The original producer of information auctions the first copy to the highest
bidder. Anyone who buys a copy _owns_ that copy, and I mean ownership in the
strong sense of having an exclusive right of use or disposal. In particular,
the owner has the right to sell a copy of his property to other bidders. The
price of subsequent copies will tend to decline, though not always.

Owners of information may thus recoup or exceed their original cost basis by
selling copies of their property.

Note well that when I say you own a _copy_ of some information, I mean
precisely a _physical_ copy -- a specific pattern of subatomic particles in
your physical possession. I am not talking about ownership of "abstract
information" or "ideas." I am talking pure physics here.
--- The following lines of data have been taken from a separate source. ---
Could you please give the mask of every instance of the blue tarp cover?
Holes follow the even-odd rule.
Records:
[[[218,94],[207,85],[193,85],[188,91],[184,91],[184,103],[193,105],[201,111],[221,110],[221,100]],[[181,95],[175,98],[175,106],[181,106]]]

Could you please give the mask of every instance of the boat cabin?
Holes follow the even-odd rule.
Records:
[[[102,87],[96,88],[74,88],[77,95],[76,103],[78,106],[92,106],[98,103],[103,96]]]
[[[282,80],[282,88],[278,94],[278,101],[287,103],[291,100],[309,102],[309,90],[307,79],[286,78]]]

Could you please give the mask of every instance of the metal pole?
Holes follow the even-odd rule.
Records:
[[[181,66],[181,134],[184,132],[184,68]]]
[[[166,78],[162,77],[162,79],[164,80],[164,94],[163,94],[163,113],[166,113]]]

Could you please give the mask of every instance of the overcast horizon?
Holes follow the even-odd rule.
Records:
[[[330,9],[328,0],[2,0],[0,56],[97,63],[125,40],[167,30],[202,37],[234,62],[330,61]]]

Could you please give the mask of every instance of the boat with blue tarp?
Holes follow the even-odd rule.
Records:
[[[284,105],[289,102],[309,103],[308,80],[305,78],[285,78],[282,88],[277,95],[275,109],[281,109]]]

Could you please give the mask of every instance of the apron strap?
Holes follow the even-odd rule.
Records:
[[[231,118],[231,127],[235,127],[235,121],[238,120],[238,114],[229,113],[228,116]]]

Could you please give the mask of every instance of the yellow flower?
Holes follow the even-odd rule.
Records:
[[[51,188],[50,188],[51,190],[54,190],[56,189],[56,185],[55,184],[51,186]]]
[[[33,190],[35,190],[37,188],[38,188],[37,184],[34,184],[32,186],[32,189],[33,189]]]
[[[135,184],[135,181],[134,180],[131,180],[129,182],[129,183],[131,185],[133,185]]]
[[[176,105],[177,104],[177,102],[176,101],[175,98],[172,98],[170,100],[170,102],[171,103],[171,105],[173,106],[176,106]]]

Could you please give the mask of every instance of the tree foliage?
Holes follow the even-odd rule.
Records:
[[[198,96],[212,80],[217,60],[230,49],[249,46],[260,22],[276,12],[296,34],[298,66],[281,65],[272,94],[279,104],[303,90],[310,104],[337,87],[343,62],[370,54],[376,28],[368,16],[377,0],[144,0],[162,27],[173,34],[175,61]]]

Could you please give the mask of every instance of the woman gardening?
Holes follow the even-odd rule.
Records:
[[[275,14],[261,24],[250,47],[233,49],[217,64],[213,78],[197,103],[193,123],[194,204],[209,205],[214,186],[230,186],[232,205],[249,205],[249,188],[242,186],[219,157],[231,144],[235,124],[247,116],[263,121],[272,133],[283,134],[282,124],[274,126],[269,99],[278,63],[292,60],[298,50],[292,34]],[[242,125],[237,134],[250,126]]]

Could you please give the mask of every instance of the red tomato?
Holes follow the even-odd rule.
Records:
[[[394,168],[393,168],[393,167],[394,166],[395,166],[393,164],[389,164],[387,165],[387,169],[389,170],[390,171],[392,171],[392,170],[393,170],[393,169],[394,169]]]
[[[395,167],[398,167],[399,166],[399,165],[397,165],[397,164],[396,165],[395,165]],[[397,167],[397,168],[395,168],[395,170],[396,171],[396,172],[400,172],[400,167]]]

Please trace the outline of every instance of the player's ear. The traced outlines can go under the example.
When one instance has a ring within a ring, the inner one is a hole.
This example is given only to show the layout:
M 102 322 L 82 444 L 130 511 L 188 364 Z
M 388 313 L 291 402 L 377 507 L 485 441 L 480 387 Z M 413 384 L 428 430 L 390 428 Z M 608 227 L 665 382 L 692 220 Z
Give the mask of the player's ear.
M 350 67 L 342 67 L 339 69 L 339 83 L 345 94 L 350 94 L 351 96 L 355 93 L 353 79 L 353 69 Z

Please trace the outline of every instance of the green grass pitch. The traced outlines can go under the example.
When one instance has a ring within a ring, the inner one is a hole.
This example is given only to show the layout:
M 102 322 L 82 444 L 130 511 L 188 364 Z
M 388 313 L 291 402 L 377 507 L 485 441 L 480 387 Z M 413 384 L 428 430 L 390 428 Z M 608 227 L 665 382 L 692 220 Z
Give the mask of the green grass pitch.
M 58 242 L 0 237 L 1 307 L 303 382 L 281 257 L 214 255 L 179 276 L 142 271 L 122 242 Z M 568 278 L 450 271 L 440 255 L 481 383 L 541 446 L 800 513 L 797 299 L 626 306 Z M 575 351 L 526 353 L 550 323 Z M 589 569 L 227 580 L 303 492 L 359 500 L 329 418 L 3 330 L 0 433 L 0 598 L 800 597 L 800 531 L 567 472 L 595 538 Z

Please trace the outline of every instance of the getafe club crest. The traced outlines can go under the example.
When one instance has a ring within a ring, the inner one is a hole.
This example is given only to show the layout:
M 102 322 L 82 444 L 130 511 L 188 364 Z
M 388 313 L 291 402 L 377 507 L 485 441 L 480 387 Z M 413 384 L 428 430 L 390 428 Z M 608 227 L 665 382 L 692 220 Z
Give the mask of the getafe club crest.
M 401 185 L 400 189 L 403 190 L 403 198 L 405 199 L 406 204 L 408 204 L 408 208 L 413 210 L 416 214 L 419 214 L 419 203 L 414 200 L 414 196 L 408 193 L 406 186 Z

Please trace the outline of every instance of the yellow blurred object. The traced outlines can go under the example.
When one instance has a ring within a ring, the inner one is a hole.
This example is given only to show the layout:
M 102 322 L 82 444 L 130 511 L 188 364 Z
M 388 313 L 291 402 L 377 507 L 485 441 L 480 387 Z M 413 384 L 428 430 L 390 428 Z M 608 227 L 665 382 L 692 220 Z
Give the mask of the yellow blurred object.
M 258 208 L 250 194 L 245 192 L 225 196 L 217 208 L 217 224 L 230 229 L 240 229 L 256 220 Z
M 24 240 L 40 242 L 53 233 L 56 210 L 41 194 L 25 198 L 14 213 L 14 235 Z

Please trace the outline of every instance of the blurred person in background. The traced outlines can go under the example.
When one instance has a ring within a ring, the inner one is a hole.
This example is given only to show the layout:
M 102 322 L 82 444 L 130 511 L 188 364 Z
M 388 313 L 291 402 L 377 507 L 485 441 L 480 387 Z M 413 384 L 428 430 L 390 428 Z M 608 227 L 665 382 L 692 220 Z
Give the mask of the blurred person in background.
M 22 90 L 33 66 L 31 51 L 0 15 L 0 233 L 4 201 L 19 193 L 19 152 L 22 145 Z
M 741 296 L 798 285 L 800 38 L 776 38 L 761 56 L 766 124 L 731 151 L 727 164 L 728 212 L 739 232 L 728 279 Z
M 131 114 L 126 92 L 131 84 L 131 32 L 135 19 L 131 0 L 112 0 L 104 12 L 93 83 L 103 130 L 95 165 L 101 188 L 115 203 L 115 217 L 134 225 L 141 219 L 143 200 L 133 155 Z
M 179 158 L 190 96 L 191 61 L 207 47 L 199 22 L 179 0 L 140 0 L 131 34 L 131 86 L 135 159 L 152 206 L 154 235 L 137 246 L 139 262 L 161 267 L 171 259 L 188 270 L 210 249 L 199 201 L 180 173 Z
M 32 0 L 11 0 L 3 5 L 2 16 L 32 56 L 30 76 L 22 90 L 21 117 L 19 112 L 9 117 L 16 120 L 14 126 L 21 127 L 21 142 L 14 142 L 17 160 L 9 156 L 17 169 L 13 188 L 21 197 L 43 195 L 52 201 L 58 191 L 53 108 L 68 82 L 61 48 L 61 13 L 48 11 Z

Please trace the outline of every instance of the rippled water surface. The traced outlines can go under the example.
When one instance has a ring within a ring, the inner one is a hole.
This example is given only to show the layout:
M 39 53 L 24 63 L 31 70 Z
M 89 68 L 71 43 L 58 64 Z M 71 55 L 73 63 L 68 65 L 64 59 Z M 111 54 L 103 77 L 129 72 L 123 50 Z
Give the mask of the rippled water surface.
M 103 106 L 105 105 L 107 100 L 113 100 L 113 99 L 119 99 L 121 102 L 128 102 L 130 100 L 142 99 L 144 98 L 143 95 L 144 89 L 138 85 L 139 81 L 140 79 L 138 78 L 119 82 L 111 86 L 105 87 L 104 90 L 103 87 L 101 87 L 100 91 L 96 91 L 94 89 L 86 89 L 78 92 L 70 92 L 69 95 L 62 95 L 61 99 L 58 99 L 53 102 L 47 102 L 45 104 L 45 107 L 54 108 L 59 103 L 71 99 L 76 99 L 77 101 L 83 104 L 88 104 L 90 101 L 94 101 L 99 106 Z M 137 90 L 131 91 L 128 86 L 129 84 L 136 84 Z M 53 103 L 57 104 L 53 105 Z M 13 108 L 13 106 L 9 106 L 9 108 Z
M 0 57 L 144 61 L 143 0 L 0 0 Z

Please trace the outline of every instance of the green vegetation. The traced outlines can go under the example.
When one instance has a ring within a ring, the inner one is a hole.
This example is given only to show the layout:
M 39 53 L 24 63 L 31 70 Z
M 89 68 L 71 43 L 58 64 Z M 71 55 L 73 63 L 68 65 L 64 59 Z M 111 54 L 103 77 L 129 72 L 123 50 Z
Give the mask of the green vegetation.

Some producers of information will choose not to sell it, but will instead
profit from it in other ways. This is called a "trade secret." (Examples: the
formulas for Coca Cola and KFC.)

------
fexl
I'm rather fond of closed systems, invitation-only, where even basic usage is
not free (example <https://loom.cc>). These are private goods, quietly
laboring in happy obscurity.

------
ZeroGravitas
I've not read this yet, but I searched for the word "software" and didn't find
it so I'll point out that Free and Open Source Software is also a "Public
Good" in economics terms. Any piratable software probably counts too for the
same reasons outlined for content.